The San Francisco skyline at night, with lights reflected in the water.
San Francisco at night from one of the piers.
  • My friends. When I first moved here I joined a meetup group to make friends and ended up with far more acquaintances than friends, more obligations than exciting plans, and more drama than I was willing to deal with. But from that huge group, I’ve managed to whittle down my friends here to a small band of amazing people who I absolutely adore. I will take their friendship with me forever, but I will miss seeing them.
  • Northern California. It is so beautiful and so diverse.
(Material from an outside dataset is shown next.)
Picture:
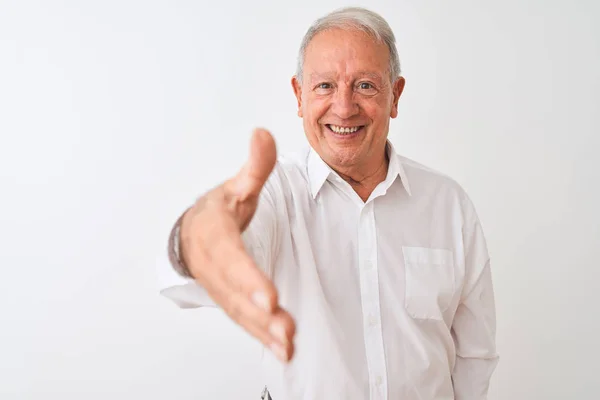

Within a few hours drive I can find beach, forest, desert, snow, river, lake, ocean, mountain, hot springs… it is impossible to have nothing to do on the weekend when you live here. It is the best place to keep my wanderlust at bay because I am constantly exploring and having adventures within a few hours of home. Read about my favorite weekend trips from the Bay Area here.

 

Looking out over Big Sur, California at sunset.
Goodbye, California.
4 years in the Bay Area … it feels like I’m graduating.  I’m not sure if we will be back here, but even if we are, I know it can never the same as it is now. I will miss it so much. So I will spend my final week here mourning a little, balancing my excitement with my sadness.  Goodbye, California. It’s been real.